Sin lugar a dudas, el agua es el recurso natural más importante para la vida. La mayoría de civilizaciones antiguas se organizaban en torno a las fuentes hídricas y progresivamente, adaptaban sus rutinas a los flujos de agua y al comportamiento del clima para poder sobrevivir y satisfacer sus necesidades básicas. Pese a los nuevos descubrimientos y a los avances en materia tecnológica, este elemento jamás ha perdido su vitalidad para el desarrollo de la humanidad y por el contrario, su conservación se ha convertido en una preocupación global que se agudiza con los enormes problemas medioambientales a los que nos enfrentamos diariamente.

De ahí que la Organización de Naciones Unidas reconociera en 2010 el derecho humano al agua y al saneamiento como un derecho universal y que además, posicionara este tema dentro de los Objetivos de Desarrollo Sostenible como un elemento primordial que todos los gobiernos deben garantizar en términos de cobertura, accesibilidad y calidad (ONU, 2018). En este sentido, es posible afirmar que nuestro país es privilegiado, puesto que como lo sostiene la CEPAL (2000), Colombia tiene una ventaja hídrica en comparación con el resto del mundo respecto a los niveles de precipitación y a las reservas de agua dulce; siendo su rendimiento tres veces mayor que el promedio suramericano y seis veces superior a la oferta hídrica mundial.

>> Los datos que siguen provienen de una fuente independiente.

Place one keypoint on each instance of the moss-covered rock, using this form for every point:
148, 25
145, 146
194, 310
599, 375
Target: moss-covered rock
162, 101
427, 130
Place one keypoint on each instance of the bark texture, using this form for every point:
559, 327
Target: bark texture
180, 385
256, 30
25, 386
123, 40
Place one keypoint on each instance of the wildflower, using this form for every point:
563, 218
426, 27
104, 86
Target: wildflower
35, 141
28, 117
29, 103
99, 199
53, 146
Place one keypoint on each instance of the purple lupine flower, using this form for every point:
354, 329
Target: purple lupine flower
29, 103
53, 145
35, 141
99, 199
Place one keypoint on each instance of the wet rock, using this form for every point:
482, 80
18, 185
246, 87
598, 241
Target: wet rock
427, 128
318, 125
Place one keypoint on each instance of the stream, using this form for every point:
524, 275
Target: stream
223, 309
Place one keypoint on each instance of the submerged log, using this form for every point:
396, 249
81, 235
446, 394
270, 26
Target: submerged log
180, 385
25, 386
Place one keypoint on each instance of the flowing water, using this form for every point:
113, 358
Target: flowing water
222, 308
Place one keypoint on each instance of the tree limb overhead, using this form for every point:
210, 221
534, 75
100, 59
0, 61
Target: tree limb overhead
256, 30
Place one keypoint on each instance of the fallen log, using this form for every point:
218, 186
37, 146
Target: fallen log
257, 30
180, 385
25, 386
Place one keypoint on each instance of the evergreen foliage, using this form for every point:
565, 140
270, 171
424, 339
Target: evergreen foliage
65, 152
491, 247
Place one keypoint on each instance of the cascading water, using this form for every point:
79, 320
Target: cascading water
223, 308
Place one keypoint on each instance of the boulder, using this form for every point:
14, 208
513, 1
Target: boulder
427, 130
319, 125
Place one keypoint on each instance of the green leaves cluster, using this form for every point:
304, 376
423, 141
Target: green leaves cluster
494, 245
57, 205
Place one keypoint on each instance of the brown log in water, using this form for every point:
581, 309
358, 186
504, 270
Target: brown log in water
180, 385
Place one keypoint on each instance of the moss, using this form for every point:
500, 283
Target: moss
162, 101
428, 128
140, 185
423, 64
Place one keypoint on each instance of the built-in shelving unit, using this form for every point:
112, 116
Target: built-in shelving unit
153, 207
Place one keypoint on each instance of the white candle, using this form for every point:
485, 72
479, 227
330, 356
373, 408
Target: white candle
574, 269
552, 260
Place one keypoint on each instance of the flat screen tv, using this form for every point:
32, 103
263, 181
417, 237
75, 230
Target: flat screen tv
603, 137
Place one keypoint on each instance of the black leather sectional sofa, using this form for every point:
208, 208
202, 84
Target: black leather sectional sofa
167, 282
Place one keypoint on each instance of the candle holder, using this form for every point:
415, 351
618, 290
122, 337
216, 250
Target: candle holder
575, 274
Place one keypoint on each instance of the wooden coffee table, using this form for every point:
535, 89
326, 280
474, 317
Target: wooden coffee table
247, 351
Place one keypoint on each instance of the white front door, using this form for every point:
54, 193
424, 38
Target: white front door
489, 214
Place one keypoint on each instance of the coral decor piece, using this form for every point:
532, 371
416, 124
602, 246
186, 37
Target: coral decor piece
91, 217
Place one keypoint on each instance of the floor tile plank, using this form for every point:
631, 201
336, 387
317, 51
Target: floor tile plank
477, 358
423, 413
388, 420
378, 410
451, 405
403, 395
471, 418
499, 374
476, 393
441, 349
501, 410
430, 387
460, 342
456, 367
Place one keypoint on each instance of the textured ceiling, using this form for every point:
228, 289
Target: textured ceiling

No obstante, también es claro que los recursos naturales no son ilimitados y que como consecuencia de las insuficiencias hídricas actuales en el resto del mundo, Colombia debe mejorar sus políticas nacionales de administración y preservación del agua, y con ello, abrir una oportunidad de liderazgo en los foros de discusión internacional. Si bien el país ha gestado grandes avances en el ámbito legal sobre la protección y cuidado de dicho recurso, al ser considerado por la jurisprudencia constitucional como un derecho y un servicio básico fundamental (Sentencia C-220 de 2011), aún tiene grandes retos en cuestiones de disponibilidad, asequibilidad y aceptabilidad. Especialmente en las periferias del territorio.

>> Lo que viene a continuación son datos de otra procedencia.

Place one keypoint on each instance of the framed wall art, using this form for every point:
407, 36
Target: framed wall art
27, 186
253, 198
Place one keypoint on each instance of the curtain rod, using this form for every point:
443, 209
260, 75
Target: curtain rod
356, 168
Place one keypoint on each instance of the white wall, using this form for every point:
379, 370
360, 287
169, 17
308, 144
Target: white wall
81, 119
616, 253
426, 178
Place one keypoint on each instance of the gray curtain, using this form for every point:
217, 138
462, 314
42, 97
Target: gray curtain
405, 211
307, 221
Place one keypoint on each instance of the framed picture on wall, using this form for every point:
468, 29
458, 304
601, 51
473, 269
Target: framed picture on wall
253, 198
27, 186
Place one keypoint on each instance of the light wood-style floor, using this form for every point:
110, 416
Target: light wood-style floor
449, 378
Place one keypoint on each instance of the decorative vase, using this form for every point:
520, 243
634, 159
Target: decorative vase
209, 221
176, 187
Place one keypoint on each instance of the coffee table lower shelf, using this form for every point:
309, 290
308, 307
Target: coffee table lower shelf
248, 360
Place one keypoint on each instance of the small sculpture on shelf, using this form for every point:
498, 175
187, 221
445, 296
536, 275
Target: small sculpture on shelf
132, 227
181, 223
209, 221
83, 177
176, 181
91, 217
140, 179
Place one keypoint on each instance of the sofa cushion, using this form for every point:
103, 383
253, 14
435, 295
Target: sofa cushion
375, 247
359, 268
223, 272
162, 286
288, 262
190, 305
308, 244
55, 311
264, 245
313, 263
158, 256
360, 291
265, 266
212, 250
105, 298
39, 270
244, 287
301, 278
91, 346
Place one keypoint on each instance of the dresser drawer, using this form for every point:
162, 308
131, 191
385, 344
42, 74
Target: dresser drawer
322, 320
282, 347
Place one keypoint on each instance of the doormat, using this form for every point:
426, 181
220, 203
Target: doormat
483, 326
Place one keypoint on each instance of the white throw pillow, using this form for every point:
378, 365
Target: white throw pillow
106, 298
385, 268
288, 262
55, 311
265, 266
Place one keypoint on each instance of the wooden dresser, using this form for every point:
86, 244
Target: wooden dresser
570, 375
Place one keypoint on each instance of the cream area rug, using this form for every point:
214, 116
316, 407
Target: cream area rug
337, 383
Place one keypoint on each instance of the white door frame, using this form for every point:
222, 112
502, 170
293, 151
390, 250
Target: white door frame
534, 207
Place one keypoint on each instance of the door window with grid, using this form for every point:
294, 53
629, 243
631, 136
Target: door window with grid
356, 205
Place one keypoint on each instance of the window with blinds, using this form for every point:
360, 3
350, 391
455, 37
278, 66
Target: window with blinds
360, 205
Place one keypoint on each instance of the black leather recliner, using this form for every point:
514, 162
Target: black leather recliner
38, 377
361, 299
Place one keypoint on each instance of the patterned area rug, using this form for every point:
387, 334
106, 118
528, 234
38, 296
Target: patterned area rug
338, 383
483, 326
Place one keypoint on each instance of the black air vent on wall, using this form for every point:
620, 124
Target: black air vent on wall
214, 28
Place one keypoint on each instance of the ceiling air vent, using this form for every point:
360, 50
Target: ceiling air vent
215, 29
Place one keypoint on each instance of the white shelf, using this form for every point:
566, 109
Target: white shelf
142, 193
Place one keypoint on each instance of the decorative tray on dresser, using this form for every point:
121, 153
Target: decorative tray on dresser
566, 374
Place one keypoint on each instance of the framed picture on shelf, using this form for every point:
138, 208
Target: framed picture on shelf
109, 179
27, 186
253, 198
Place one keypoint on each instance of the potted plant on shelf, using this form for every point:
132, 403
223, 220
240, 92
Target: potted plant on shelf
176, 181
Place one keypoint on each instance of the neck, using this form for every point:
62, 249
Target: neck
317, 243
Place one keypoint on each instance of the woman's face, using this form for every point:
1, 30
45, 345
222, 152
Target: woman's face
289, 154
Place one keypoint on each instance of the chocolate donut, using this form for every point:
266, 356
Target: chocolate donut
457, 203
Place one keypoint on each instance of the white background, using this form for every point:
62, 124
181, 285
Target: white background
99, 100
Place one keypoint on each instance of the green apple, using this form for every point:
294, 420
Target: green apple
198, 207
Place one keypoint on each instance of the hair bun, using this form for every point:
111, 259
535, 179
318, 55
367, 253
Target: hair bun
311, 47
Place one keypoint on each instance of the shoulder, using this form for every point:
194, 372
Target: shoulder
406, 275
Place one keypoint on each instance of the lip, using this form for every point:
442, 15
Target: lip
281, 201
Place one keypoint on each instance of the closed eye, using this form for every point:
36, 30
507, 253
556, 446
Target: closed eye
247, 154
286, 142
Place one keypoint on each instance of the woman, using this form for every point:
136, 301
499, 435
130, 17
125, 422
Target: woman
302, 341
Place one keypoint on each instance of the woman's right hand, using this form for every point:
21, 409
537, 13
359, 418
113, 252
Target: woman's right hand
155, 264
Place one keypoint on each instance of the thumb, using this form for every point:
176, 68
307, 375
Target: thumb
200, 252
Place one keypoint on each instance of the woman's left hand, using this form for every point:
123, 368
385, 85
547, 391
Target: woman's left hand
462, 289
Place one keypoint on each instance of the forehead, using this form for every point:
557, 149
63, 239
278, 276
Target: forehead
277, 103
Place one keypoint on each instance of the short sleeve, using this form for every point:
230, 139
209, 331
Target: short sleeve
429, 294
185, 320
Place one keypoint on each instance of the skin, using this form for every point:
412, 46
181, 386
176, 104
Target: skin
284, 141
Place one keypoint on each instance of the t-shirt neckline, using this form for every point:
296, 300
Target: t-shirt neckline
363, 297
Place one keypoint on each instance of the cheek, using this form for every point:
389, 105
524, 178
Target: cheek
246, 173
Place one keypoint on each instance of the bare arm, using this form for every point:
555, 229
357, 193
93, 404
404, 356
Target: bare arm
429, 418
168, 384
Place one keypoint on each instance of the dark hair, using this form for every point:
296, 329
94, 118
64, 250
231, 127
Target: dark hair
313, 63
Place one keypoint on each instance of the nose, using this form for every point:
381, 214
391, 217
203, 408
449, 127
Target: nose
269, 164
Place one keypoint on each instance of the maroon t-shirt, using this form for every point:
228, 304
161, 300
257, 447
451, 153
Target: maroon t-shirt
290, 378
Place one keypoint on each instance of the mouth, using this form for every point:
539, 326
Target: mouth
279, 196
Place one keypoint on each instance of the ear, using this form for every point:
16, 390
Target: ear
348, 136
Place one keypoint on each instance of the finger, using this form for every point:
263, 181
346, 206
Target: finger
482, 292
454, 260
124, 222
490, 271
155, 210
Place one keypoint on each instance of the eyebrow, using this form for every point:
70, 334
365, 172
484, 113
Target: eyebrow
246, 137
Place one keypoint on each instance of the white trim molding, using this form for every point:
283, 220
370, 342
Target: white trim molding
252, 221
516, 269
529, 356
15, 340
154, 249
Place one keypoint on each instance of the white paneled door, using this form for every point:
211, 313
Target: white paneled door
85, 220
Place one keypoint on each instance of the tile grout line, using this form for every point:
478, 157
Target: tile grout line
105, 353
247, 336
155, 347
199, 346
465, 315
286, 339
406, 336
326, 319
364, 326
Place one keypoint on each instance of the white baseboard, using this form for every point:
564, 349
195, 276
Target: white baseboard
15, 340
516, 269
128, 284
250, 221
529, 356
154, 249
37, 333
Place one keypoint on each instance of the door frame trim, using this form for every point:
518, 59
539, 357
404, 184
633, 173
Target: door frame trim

Bogotá: la ciudad capital con el páramo más grande del mundo

Para el caso concreto de Bogotá, hay que mencionar que la capital cuenta con una ubicación geográfica que le permite tener dentro de su territorio el páramo de Sumapaz, concebido como el más grande del mundo. Sin olvidar otras fuentes de agua que podrían canalizarse y ser aprovechadas de forma sostenible. Cabe resaltar que de acuerdo con el Sistema de Gestión Ambiental (2017), la mayor parte del agua potable de la capital es suministrada por fuentes superficiales del Río Bogotá y de los sistemas de Chingaza y la Regadera, que entre otras cosas, nacen en las altas montañas del mencionado páramo.

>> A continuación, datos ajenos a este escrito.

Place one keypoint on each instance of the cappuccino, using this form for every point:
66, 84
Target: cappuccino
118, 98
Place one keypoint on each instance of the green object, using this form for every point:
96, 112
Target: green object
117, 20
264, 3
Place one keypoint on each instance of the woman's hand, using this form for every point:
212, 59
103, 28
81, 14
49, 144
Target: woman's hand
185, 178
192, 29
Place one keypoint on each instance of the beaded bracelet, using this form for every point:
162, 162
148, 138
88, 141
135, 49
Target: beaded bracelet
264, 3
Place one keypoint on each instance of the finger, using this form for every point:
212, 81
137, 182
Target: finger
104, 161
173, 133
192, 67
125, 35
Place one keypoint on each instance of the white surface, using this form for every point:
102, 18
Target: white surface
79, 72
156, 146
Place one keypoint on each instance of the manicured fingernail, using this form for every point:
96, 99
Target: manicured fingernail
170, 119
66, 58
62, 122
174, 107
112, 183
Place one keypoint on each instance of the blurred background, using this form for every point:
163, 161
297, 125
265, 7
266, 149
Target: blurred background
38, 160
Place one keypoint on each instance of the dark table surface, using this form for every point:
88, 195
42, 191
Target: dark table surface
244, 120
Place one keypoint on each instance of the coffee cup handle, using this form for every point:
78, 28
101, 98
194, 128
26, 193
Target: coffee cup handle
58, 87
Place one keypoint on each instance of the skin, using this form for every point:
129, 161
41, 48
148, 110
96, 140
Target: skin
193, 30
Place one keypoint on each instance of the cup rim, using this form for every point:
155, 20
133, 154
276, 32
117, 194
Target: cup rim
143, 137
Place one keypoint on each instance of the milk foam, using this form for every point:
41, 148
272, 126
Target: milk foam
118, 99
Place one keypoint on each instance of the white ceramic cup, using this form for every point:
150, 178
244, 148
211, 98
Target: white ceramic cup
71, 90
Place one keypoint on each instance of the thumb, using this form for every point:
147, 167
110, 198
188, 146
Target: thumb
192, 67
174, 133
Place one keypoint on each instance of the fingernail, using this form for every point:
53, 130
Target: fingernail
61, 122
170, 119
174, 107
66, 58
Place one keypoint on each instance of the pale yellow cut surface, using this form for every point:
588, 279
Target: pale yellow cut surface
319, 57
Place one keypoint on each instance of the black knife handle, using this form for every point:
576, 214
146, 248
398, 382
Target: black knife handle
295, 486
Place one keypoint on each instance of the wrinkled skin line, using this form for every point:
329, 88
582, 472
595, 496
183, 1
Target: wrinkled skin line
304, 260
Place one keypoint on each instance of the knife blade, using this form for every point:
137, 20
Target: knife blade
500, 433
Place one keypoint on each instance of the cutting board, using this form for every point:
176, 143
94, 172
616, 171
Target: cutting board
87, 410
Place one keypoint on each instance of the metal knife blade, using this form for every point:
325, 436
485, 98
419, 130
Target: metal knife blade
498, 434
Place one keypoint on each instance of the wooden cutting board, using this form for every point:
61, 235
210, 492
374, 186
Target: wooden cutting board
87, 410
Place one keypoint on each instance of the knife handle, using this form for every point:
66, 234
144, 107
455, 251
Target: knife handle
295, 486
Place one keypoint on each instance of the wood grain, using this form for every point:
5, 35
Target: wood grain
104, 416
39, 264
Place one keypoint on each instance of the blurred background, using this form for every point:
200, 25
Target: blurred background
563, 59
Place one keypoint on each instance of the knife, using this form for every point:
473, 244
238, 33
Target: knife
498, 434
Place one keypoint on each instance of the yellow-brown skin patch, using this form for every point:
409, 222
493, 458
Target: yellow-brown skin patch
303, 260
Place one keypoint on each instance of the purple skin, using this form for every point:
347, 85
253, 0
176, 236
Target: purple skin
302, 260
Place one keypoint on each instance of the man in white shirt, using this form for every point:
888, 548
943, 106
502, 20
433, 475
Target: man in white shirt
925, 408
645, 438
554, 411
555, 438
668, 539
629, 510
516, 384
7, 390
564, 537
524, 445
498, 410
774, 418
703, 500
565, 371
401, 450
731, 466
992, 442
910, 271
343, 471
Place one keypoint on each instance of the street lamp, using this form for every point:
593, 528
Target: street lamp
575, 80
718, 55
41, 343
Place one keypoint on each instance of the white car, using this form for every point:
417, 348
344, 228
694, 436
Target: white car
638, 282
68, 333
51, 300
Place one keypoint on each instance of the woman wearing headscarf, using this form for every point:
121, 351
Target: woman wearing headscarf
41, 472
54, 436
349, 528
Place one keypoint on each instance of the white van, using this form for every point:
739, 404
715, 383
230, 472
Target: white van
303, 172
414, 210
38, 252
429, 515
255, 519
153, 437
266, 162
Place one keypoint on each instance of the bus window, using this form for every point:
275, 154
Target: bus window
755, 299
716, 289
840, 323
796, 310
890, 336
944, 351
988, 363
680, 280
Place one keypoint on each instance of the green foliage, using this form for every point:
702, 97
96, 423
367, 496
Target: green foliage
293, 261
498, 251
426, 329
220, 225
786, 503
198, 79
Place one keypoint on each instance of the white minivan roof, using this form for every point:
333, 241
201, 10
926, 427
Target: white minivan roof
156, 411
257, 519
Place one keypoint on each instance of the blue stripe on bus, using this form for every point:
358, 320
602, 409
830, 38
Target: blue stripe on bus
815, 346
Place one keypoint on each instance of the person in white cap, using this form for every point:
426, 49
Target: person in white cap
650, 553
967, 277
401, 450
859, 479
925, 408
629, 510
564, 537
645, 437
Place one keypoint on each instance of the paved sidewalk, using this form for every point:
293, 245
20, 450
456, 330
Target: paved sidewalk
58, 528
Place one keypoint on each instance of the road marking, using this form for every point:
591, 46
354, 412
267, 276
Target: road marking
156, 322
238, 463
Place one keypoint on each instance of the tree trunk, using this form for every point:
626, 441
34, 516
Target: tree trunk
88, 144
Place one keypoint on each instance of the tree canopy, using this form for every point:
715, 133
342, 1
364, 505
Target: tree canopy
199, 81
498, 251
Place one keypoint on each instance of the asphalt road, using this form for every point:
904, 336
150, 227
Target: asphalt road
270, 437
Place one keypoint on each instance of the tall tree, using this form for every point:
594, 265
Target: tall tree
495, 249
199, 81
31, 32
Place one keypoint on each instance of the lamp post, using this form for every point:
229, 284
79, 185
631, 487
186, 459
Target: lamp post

De este modo, una verdadera Bogotá Futura no sólo se tendrá que concentrar en los temas de cobertura y distribución de agua potable, sino que deberá avanzar en sus estrategias de preservación ambiental de manera integral. Para abordar este problema, existen autoridades como el Ministerio de Ambiente y Desarrollo Sostenible, la Secretaria de Hábitat, la Comisión de Regulación de Agua Potable y Saneamiento Básico, la Superintendencia de Servicios Públicos Domiciliarios y entidades asociadas al Sector Salud. La descontaminación del río Bogotá y la preservación de los humedales es primordial para ordenar el territorio de nuestra capital.